A key element of host antiviral defence is cell intrinsic immunity, driven by an array of interferon stimulated genes (ISGs), few of which have been properly characterised. However, the breadth of ISG antiviral mechanisms suggests this gene network can target nearly every stage of a viral life cycle.
Respiratory syncytial virus (RSV) is responsible for a vast number of infections, primarily in infants. Intriguingly, most infants requiring hospitalisation with a severe RSV infection present with no known risk factor. It was hypothesised that ISGs induced by RSV infection represent potential genetic risk factors that could influence virus control and disease severity between individuals.

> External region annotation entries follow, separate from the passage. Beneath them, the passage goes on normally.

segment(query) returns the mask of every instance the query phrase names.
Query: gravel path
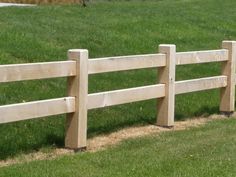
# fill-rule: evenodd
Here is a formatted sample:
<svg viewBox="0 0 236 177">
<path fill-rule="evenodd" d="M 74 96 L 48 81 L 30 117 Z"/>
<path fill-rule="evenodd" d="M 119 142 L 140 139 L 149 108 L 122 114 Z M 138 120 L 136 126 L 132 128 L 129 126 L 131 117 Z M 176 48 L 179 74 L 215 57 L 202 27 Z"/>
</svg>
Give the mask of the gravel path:
<svg viewBox="0 0 236 177">
<path fill-rule="evenodd" d="M 35 5 L 34 4 L 0 3 L 0 7 L 9 7 L 9 6 L 25 7 L 25 6 L 35 6 Z"/>
</svg>

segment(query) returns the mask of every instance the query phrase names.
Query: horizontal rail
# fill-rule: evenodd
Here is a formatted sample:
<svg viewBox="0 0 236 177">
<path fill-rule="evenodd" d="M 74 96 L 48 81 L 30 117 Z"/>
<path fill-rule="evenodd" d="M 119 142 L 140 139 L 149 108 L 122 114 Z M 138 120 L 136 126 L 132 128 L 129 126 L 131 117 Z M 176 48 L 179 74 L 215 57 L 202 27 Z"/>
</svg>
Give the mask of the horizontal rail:
<svg viewBox="0 0 236 177">
<path fill-rule="evenodd" d="M 90 59 L 88 73 L 105 73 L 166 65 L 165 54 L 133 55 Z"/>
<path fill-rule="evenodd" d="M 0 123 L 75 112 L 75 98 L 65 97 L 0 106 Z"/>
<path fill-rule="evenodd" d="M 165 84 L 114 90 L 88 95 L 88 109 L 160 98 L 165 96 Z"/>
<path fill-rule="evenodd" d="M 228 50 L 209 50 L 176 53 L 176 65 L 220 62 L 228 60 Z"/>
<path fill-rule="evenodd" d="M 222 88 L 227 86 L 227 76 L 215 76 L 175 82 L 175 94 Z"/>
<path fill-rule="evenodd" d="M 0 83 L 76 75 L 75 61 L 0 65 Z"/>
</svg>

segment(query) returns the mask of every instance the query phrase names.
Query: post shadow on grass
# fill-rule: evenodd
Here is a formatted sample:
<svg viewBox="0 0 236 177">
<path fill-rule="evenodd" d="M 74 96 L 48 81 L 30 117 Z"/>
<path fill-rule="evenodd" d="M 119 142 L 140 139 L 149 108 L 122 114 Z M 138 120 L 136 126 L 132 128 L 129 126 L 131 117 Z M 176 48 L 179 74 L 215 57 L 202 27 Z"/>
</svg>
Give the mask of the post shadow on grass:
<svg viewBox="0 0 236 177">
<path fill-rule="evenodd" d="M 191 117 L 207 117 L 210 116 L 211 114 L 219 114 L 219 107 L 209 107 L 209 106 L 202 106 L 200 109 L 192 113 L 189 117 L 186 116 L 186 114 L 182 114 L 180 112 L 175 113 L 175 121 L 182 121 L 186 120 L 186 118 L 191 118 Z"/>
<path fill-rule="evenodd" d="M 150 106 L 147 104 L 147 106 Z M 152 107 L 153 108 L 153 107 Z M 145 109 L 145 108 L 144 108 Z M 124 111 L 124 110 L 121 110 Z M 134 110 L 134 112 L 137 110 Z M 150 110 L 148 110 L 149 112 Z M 207 116 L 210 114 L 219 113 L 219 108 L 203 106 L 198 111 L 192 113 L 191 116 Z M 102 124 L 96 125 L 96 121 L 91 120 L 95 117 L 89 117 L 88 124 L 88 137 L 94 137 L 101 134 L 108 134 L 119 129 L 147 125 L 156 123 L 156 113 L 152 114 L 144 113 L 137 116 L 137 114 L 131 114 L 122 120 L 119 120 L 121 115 L 113 118 L 111 122 L 108 115 L 104 117 Z M 190 117 L 191 117 L 190 116 Z M 185 114 L 177 112 L 175 114 L 175 120 L 186 119 Z M 189 116 L 188 116 L 189 118 Z M 118 120 L 117 120 L 118 119 Z M 106 120 L 106 121 L 104 121 Z M 58 121 L 58 122 L 57 122 Z M 54 123 L 50 126 L 48 124 Z M 27 154 L 38 151 L 42 148 L 63 148 L 65 138 L 65 119 L 38 119 L 28 120 L 22 122 L 16 122 L 12 124 L 0 125 L 0 160 L 4 160 L 10 157 L 14 157 L 19 154 Z M 41 124 L 41 125 L 39 125 Z M 22 131 L 24 130 L 24 131 Z"/>
</svg>

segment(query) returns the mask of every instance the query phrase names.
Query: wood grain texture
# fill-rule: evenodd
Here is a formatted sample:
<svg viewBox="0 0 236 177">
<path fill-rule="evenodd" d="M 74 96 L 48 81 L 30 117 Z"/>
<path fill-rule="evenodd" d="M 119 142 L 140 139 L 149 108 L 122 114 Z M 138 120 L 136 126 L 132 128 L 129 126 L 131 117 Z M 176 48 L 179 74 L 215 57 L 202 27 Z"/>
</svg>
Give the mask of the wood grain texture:
<svg viewBox="0 0 236 177">
<path fill-rule="evenodd" d="M 164 96 L 164 84 L 93 93 L 88 95 L 88 109 L 149 100 Z"/>
<path fill-rule="evenodd" d="M 228 60 L 228 50 L 209 50 L 176 53 L 176 65 L 221 62 Z"/>
<path fill-rule="evenodd" d="M 166 65 L 164 54 L 133 55 L 90 59 L 88 73 L 105 73 L 141 68 L 154 68 Z"/>
<path fill-rule="evenodd" d="M 175 94 L 197 92 L 227 86 L 227 76 L 214 76 L 175 82 Z"/>
<path fill-rule="evenodd" d="M 165 84 L 165 97 L 158 99 L 157 125 L 174 125 L 176 46 L 160 45 L 160 53 L 166 54 L 166 66 L 159 68 L 159 83 Z"/>
<path fill-rule="evenodd" d="M 68 78 L 68 95 L 75 97 L 76 110 L 67 114 L 65 146 L 80 149 L 87 144 L 88 51 L 69 50 L 68 58 L 76 61 L 76 76 Z"/>
<path fill-rule="evenodd" d="M 222 75 L 227 76 L 227 87 L 221 89 L 220 111 L 232 113 L 235 108 L 236 41 L 223 41 L 222 48 L 229 51 L 228 61 L 222 63 Z"/>
</svg>

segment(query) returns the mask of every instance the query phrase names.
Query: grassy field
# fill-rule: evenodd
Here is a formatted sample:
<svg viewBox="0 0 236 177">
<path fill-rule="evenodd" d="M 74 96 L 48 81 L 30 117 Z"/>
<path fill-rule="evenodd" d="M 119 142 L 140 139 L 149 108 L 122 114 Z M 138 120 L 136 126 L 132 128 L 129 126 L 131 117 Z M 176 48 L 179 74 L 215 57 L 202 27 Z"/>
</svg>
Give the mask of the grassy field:
<svg viewBox="0 0 236 177">
<path fill-rule="evenodd" d="M 128 140 L 96 153 L 4 167 L 0 176 L 234 177 L 235 126 L 235 119 L 214 121 L 201 128 Z"/>
<path fill-rule="evenodd" d="M 66 60 L 71 48 L 90 57 L 155 53 L 171 43 L 178 51 L 220 48 L 236 40 L 235 0 L 164 0 L 93 2 L 80 6 L 0 9 L 0 63 Z M 177 80 L 220 74 L 219 64 L 177 67 Z M 156 82 L 156 69 L 99 74 L 89 92 Z M 0 85 L 0 104 L 65 96 L 66 79 Z M 127 126 L 155 123 L 156 101 L 89 111 L 88 136 Z M 218 112 L 219 91 L 176 97 L 176 120 Z M 0 125 L 0 159 L 64 145 L 63 116 Z"/>
</svg>

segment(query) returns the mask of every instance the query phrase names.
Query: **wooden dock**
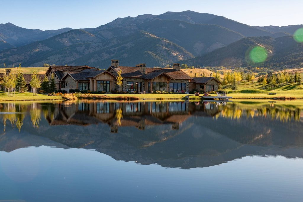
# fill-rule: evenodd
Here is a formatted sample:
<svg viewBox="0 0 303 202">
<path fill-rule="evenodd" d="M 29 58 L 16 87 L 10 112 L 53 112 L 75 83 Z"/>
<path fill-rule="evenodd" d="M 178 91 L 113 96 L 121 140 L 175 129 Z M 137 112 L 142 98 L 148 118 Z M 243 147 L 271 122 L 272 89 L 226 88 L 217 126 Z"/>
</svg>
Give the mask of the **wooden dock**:
<svg viewBox="0 0 303 202">
<path fill-rule="evenodd" d="M 202 96 L 203 98 L 207 100 L 228 100 L 232 98 L 232 97 L 223 96 Z"/>
</svg>

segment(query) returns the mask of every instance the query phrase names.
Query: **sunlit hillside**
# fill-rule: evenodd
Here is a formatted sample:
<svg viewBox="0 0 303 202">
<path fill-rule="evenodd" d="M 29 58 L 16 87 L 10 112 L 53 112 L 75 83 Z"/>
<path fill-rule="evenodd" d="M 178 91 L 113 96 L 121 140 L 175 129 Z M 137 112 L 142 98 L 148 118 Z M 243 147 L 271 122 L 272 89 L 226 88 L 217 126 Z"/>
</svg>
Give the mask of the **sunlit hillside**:
<svg viewBox="0 0 303 202">
<path fill-rule="evenodd" d="M 214 76 L 215 74 L 212 71 L 206 69 L 182 69 L 182 70 L 187 74 L 189 76 L 193 77 L 195 73 L 197 74 L 197 76 L 201 77 L 203 75 L 204 72 L 205 77 Z M 223 75 L 219 75 L 221 78 L 223 78 Z"/>
<path fill-rule="evenodd" d="M 22 67 L 21 69 L 22 70 L 22 73 L 23 74 L 32 74 L 33 72 L 35 70 L 39 70 L 39 74 L 44 74 L 47 69 L 48 67 Z M 10 69 L 12 72 L 15 72 L 17 71 L 18 69 L 17 68 L 6 68 L 6 69 Z M 4 73 L 5 72 L 5 68 L 0 68 L 0 73 Z"/>
</svg>

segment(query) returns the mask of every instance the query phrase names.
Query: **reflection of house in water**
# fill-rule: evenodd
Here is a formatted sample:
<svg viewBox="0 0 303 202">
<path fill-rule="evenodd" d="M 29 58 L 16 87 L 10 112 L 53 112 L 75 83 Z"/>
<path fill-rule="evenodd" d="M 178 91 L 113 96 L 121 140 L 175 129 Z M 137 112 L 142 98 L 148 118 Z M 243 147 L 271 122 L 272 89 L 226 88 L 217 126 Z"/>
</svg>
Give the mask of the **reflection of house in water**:
<svg viewBox="0 0 303 202">
<path fill-rule="evenodd" d="M 218 113 L 215 104 L 202 102 L 94 102 L 64 104 L 52 118 L 51 125 L 87 125 L 106 123 L 111 131 L 117 133 L 119 127 L 135 127 L 144 130 L 149 125 L 168 124 L 178 130 L 182 123 L 193 114 L 213 116 Z M 122 110 L 119 115 L 117 110 Z"/>
</svg>

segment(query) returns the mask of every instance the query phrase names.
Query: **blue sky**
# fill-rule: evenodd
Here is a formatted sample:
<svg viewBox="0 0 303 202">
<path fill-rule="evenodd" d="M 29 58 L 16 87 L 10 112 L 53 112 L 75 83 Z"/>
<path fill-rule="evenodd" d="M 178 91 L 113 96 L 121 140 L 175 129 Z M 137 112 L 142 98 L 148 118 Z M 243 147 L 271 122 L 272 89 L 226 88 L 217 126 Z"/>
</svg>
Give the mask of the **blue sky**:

The IFN-induced transmembrane (IFITM) family of ISGs are broadly antiviral and thought to target virus entry. The data presented here expand our understanding of IFITM1 function by demonstrating that antiviral activity is dependent upon plasma membrane localisation. The in vivo relevance of IFITM1 was also probed in a monogenic knockout mouse model, for the first time demonstrating that the loss of IFITM1 alone is sufficient to result in a loss of viral control and enhanced disease severity.
Next, the role of IFN-induced protein 44 (IFI44) proteins was explored as these ISGs are especially poorly characterised and are highly induced by RSV infection. There are conflicting data on the antiviral activity of IFI44 and IFI44L during RSV infection. This study presents evidence that these genes are antiviral, impacting an early point of the viral life cycle associated with reduced polymerase activity. Finally, the loss of IFI44 in vivo was shown to result in increased RSV disease severity.